YOU suddenly realize that Mike, too, will be a Great Master someday, and may even turn into the next Harvy C. Mansfield. But Mike's claims of intense academic effort by Yale undergraduates are not easy to deny, especially when you go looking for Mike's friend Victor, whom Mike suggests may have a better idea about who serves the best draught beer in town. Amid the hundreds of students frenetically cramming a month before finals, who all give you strange looks because your Converse sneakers squeak ever so slightly, there is no problem finding Victor. Isn't that, you wonder out loud, just a tad strange?

Not really. It seems that Victor has been sitting in the same wooden, straight back chair in Stillman library every day for the past three years, seven hours a day. Occasionally he fools some of his friends by leaving for three minutes to get a drink of water at the "bubbler," or a Doctor Pepper in the automated vending "Machine City," which crazy Victor calls one of the hottest pick up spots on campus.
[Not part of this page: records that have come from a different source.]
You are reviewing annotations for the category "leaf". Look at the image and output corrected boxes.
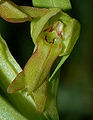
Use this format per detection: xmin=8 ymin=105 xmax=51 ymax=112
xmin=0 ymin=95 xmax=28 ymax=120
xmin=32 ymin=0 xmax=72 ymax=10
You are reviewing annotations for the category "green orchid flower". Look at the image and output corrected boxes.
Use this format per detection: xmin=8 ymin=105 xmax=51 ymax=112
xmin=7 ymin=7 xmax=80 ymax=115
xmin=0 ymin=0 xmax=80 ymax=120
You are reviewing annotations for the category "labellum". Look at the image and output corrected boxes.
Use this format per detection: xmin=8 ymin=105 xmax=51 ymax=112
xmin=7 ymin=8 xmax=80 ymax=115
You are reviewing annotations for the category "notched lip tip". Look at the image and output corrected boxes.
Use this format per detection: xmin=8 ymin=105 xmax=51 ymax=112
xmin=7 ymin=88 xmax=11 ymax=94
xmin=7 ymin=87 xmax=14 ymax=94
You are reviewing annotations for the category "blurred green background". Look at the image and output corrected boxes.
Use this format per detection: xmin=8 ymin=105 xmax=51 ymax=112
xmin=0 ymin=0 xmax=93 ymax=120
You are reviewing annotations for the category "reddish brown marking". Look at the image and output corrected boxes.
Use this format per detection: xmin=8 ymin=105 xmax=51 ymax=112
xmin=57 ymin=31 xmax=61 ymax=36
xmin=0 ymin=14 xmax=31 ymax=23
xmin=32 ymin=45 xmax=39 ymax=56
xmin=61 ymin=33 xmax=63 ymax=39
xmin=57 ymin=31 xmax=63 ymax=39
xmin=49 ymin=27 xmax=54 ymax=32
xmin=59 ymin=43 xmax=62 ymax=50
xmin=43 ymin=28 xmax=49 ymax=32
xmin=20 ymin=6 xmax=50 ymax=13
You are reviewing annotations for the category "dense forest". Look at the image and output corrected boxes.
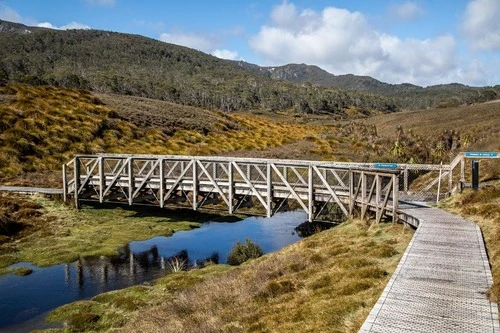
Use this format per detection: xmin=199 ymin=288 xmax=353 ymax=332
xmin=235 ymin=62 xmax=500 ymax=109
xmin=0 ymin=20 xmax=398 ymax=117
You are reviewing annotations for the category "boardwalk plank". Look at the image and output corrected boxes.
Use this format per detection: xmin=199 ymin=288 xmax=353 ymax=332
xmin=360 ymin=204 xmax=500 ymax=332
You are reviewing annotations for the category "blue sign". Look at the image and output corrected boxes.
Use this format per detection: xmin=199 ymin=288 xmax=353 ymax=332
xmin=374 ymin=163 xmax=398 ymax=169
xmin=465 ymin=152 xmax=498 ymax=158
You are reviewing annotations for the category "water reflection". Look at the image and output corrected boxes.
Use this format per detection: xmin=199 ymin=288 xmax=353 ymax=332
xmin=0 ymin=211 xmax=307 ymax=332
But usually Victor is more than easily accessible, and always ready to speak on the virtues of Yale. "I've talked to a lot of people." Victor says, "and I sincerely believe the academic pressures here are greater than in Cambridge."
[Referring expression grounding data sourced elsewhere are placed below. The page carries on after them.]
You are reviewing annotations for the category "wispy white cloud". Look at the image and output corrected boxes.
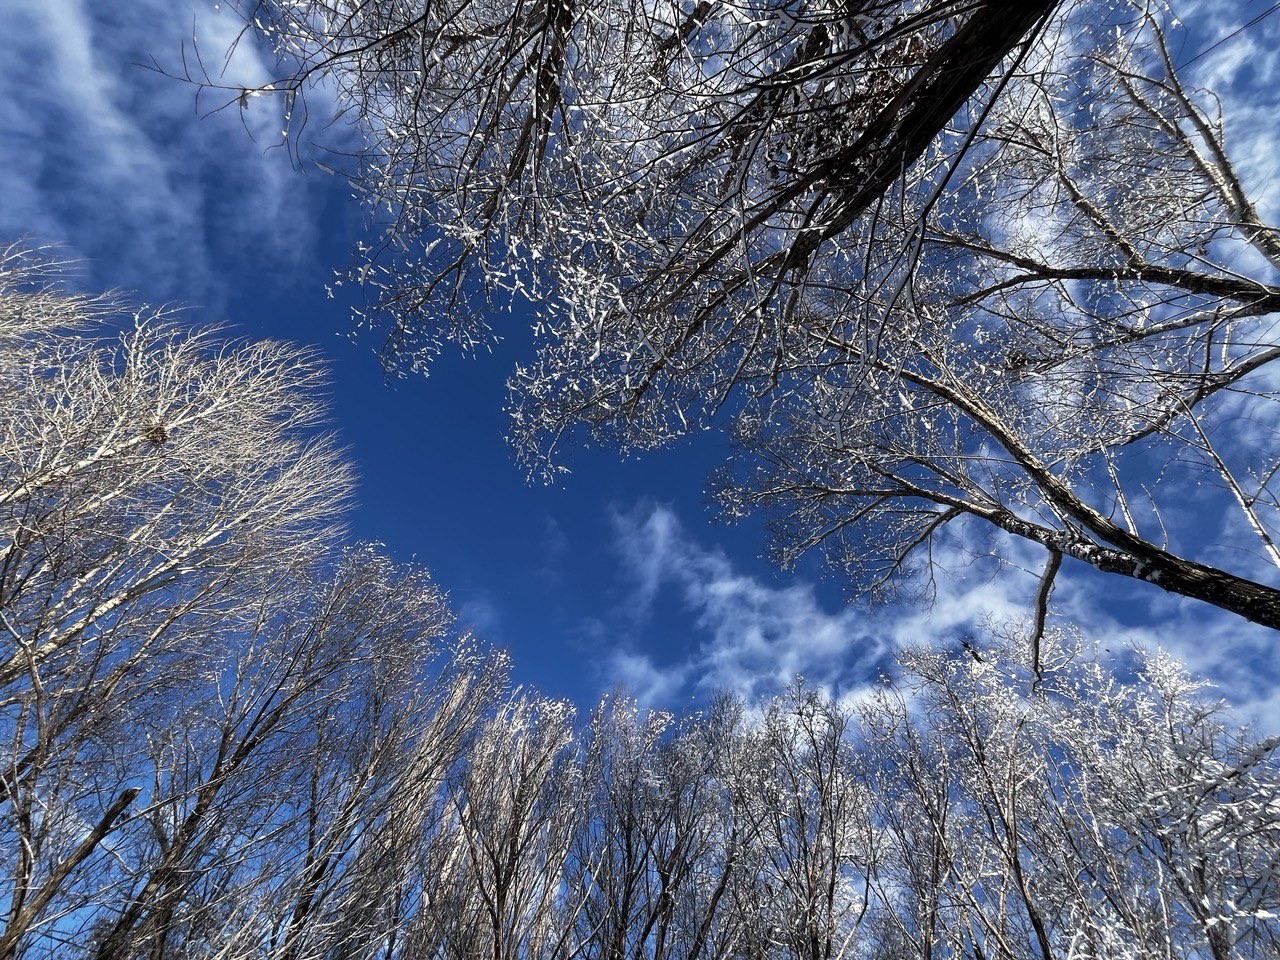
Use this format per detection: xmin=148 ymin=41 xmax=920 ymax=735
xmin=600 ymin=503 xmax=1280 ymax=729
xmin=0 ymin=0 xmax=338 ymax=308
xmin=602 ymin=504 xmax=1035 ymax=706
xmin=604 ymin=649 xmax=693 ymax=708
xmin=456 ymin=591 xmax=505 ymax=643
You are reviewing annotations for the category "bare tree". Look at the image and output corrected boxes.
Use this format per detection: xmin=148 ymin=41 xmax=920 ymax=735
xmin=219 ymin=0 xmax=1054 ymax=371
xmin=1037 ymin=644 xmax=1280 ymax=960
xmin=858 ymin=634 xmax=1280 ymax=960
xmin=708 ymin=6 xmax=1280 ymax=629
xmin=726 ymin=684 xmax=875 ymax=960
xmin=567 ymin=695 xmax=747 ymax=960
xmin=219 ymin=2 xmax=1280 ymax=631
xmin=568 ymin=699 xmax=678 ymax=960
xmin=411 ymin=693 xmax=581 ymax=960
xmin=562 ymin=637 xmax=1280 ymax=960
xmin=84 ymin=551 xmax=493 ymax=960
xmin=0 ymin=244 xmax=350 ymax=959
xmin=0 ymin=246 xmax=504 ymax=960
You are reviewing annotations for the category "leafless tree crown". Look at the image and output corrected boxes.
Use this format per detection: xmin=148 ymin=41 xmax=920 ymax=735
xmin=213 ymin=1 xmax=1280 ymax=630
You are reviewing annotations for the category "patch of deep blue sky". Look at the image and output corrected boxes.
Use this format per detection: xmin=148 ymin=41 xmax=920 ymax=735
xmin=2 ymin=0 xmax=1278 ymax=722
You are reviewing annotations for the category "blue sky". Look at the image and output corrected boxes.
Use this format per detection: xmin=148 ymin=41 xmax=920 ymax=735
xmin=4 ymin=0 xmax=1279 ymax=724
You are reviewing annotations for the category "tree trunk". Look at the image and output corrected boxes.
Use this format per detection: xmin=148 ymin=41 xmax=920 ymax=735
xmin=823 ymin=0 xmax=1061 ymax=228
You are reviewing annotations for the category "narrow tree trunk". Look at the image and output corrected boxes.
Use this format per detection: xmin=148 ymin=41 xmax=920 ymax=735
xmin=824 ymin=0 xmax=1061 ymax=227
xmin=0 ymin=789 xmax=138 ymax=960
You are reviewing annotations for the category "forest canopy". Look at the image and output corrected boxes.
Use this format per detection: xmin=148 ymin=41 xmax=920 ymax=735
xmin=4 ymin=0 xmax=1280 ymax=941
xmin=0 ymin=252 xmax=1275 ymax=957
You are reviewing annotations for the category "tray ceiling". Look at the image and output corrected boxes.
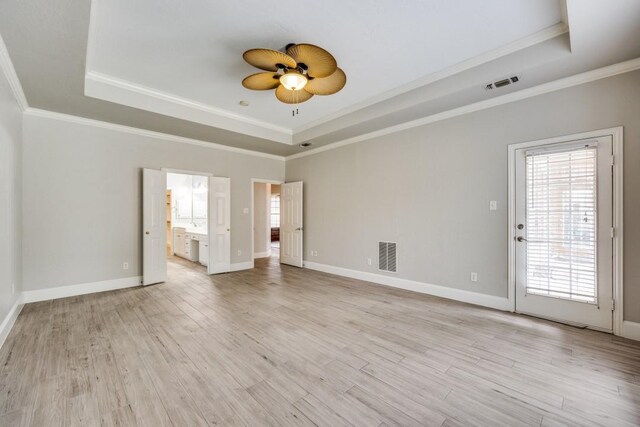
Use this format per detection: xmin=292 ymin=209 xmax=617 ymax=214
xmin=85 ymin=0 xmax=563 ymax=142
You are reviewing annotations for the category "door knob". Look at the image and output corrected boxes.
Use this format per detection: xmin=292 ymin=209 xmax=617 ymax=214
xmin=145 ymin=231 xmax=150 ymax=235
xmin=296 ymin=227 xmax=303 ymax=231
xmin=517 ymin=236 xmax=528 ymax=242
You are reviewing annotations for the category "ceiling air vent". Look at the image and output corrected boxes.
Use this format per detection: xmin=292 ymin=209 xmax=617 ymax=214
xmin=484 ymin=75 xmax=521 ymax=91
xmin=378 ymin=241 xmax=397 ymax=273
Unfortunately there is no room in the Dewey decimal system for New Haven bars, and Victor is for once left dumbfounded by your rather simple query. But meeting him has not been totally useless, for Victor sheds some light on an equally important question. That steeple you noticed on a hill about two miles away from main campus belongs to Albert Magnus, a Catholic women's college which is described by Victor, who has never been there as a silly little school.
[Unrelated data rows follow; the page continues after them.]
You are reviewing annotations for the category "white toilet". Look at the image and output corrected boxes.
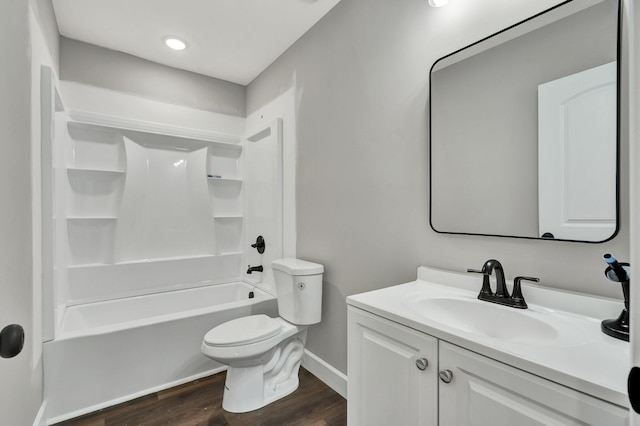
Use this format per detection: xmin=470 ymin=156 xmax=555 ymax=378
xmin=201 ymin=258 xmax=324 ymax=413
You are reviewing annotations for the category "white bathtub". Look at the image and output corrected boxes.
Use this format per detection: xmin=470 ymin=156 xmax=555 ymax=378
xmin=44 ymin=282 xmax=277 ymax=424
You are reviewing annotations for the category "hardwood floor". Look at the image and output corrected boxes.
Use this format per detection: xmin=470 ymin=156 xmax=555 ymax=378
xmin=54 ymin=368 xmax=346 ymax=426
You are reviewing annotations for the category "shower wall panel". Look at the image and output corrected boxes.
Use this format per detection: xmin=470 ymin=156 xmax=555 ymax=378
xmin=56 ymin=116 xmax=246 ymax=305
xmin=114 ymin=137 xmax=214 ymax=262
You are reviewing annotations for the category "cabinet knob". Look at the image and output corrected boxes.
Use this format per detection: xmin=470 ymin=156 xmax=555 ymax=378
xmin=416 ymin=358 xmax=429 ymax=371
xmin=439 ymin=369 xmax=453 ymax=383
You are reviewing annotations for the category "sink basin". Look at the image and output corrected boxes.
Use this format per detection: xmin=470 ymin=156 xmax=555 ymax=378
xmin=406 ymin=297 xmax=559 ymax=345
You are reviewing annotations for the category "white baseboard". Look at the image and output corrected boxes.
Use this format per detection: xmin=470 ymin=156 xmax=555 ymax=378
xmin=33 ymin=401 xmax=47 ymax=426
xmin=301 ymin=349 xmax=347 ymax=399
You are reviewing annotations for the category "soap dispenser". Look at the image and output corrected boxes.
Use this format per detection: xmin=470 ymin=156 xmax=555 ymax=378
xmin=601 ymin=253 xmax=630 ymax=342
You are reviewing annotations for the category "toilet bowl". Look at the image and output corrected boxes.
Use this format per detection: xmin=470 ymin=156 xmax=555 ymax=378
xmin=201 ymin=258 xmax=323 ymax=413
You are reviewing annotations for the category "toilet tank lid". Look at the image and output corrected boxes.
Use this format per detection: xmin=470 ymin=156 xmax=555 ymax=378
xmin=271 ymin=258 xmax=324 ymax=275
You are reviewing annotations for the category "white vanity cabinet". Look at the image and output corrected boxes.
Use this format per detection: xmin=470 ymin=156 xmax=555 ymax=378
xmin=348 ymin=306 xmax=629 ymax=426
xmin=348 ymin=307 xmax=438 ymax=426
xmin=439 ymin=342 xmax=628 ymax=426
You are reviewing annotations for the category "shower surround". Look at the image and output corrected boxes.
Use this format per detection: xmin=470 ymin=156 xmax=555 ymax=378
xmin=42 ymin=78 xmax=284 ymax=423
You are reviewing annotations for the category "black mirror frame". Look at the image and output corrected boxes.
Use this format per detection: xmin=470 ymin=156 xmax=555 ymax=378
xmin=428 ymin=0 xmax=621 ymax=244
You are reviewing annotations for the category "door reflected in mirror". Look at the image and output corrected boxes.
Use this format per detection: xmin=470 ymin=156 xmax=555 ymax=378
xmin=429 ymin=0 xmax=619 ymax=242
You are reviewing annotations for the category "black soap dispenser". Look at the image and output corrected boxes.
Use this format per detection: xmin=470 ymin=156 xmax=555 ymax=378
xmin=601 ymin=253 xmax=630 ymax=342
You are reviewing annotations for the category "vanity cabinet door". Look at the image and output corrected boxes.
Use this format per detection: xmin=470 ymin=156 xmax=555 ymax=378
xmin=438 ymin=342 xmax=628 ymax=426
xmin=348 ymin=307 xmax=438 ymax=426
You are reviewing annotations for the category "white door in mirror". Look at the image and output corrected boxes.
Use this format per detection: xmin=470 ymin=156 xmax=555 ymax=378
xmin=538 ymin=61 xmax=617 ymax=241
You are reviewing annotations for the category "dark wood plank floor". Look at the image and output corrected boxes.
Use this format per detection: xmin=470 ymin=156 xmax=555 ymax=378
xmin=54 ymin=368 xmax=346 ymax=426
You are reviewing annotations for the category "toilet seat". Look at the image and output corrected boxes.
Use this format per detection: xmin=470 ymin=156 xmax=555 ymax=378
xmin=204 ymin=314 xmax=282 ymax=347
xmin=201 ymin=317 xmax=303 ymax=366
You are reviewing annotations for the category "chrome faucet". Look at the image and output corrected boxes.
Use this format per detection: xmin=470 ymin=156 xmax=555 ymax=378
xmin=468 ymin=259 xmax=539 ymax=309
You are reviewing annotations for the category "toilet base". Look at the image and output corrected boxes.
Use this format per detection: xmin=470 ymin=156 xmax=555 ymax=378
xmin=221 ymin=334 xmax=306 ymax=413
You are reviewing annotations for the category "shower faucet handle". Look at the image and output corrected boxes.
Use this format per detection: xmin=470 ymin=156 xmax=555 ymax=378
xmin=251 ymin=236 xmax=266 ymax=254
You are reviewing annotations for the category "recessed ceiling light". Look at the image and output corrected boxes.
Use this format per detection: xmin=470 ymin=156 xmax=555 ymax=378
xmin=428 ymin=0 xmax=449 ymax=6
xmin=164 ymin=37 xmax=187 ymax=51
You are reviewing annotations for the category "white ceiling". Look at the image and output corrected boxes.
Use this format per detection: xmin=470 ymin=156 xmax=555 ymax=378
xmin=52 ymin=0 xmax=342 ymax=86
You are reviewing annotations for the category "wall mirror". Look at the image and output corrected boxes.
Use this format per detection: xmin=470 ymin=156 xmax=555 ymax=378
xmin=429 ymin=0 xmax=620 ymax=242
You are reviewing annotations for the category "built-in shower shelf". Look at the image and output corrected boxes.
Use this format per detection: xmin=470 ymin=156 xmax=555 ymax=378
xmin=67 ymin=167 xmax=125 ymax=175
xmin=113 ymin=253 xmax=223 ymax=265
xmin=65 ymin=261 xmax=113 ymax=268
xmin=217 ymin=251 xmax=243 ymax=256
xmin=66 ymin=167 xmax=124 ymax=218
xmin=66 ymin=216 xmax=117 ymax=266
xmin=207 ymin=177 xmax=243 ymax=183
xmin=68 ymin=113 xmax=243 ymax=152
xmin=66 ymin=253 xmax=240 ymax=269
xmin=67 ymin=216 xmax=118 ymax=221
xmin=209 ymin=175 xmax=243 ymax=218
xmin=213 ymin=216 xmax=243 ymax=255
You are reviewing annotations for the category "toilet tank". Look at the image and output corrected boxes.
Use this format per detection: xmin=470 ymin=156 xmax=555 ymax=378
xmin=271 ymin=258 xmax=324 ymax=325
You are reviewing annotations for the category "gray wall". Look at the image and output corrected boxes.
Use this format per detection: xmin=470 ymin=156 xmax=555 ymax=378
xmin=60 ymin=37 xmax=246 ymax=117
xmin=0 ymin=1 xmax=39 ymax=423
xmin=247 ymin=0 xmax=629 ymax=374
xmin=30 ymin=0 xmax=60 ymax=68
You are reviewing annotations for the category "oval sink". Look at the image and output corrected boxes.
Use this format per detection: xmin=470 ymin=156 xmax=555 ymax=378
xmin=407 ymin=297 xmax=559 ymax=344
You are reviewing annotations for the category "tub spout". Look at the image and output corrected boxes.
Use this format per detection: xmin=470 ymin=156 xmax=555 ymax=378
xmin=247 ymin=265 xmax=263 ymax=274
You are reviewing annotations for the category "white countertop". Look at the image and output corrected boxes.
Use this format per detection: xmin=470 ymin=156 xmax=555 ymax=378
xmin=346 ymin=266 xmax=630 ymax=408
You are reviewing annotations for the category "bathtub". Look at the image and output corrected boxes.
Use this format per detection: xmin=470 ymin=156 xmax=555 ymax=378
xmin=43 ymin=282 xmax=277 ymax=424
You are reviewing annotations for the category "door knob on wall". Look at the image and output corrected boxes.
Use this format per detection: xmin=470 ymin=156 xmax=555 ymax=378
xmin=628 ymin=367 xmax=640 ymax=413
xmin=0 ymin=324 xmax=24 ymax=358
Later that evening you learn why Harvard emphasizes extracurricular activities, and why Yale men seem, comparatively speaking, so tense. At a Davenport College party, usually one of the wildest during The Weekend, you meet not one Yale woman, but a host of friendly Albertus Magnus types. Beth, a somewhat typical Albertus student, takes you into a dark corner and, with little prodding, gives you the rundown you have been seeking all day. "The best place to eat, not fancy, but fun, is Gentrees, a little var and restaurant across from Davenport," she says. "And the best place to drink, though it's a little expensive, is the Greenery, down on Chapel St. And you should make sure you go to Toad's place, a concert hall on York St, where they serve drinks till 2:30 a.m. And then there is..." But wait, you break in, not knowing the end is near, "Why do you know so much about the Fun Spots?"

"Oh, all of you Yale guys like to play dumb, don't you." Beth says, a certain twinkle in her eye, awaiting the predictable response. But for you, a Harvard guest at Yale, there is the moral dilemna, based on the olde rivalry. Should you play along, and be a Yalie, just for one night, or will you be true to your school? Be-wop, shaboom.

"The truth is I'm really not from Yale," you begin, and before your Cantab residency may be fully explained, she is gone, for good. Which leaves you, in the throes of your drunken stupor, already beginning to forget Beth's favorite New Haven hangouts, with a moral: Before you leave Cambridge, you must either resolve to concede losing a weekend battle in The Rivalry or to find out for yourself what to do at Yale.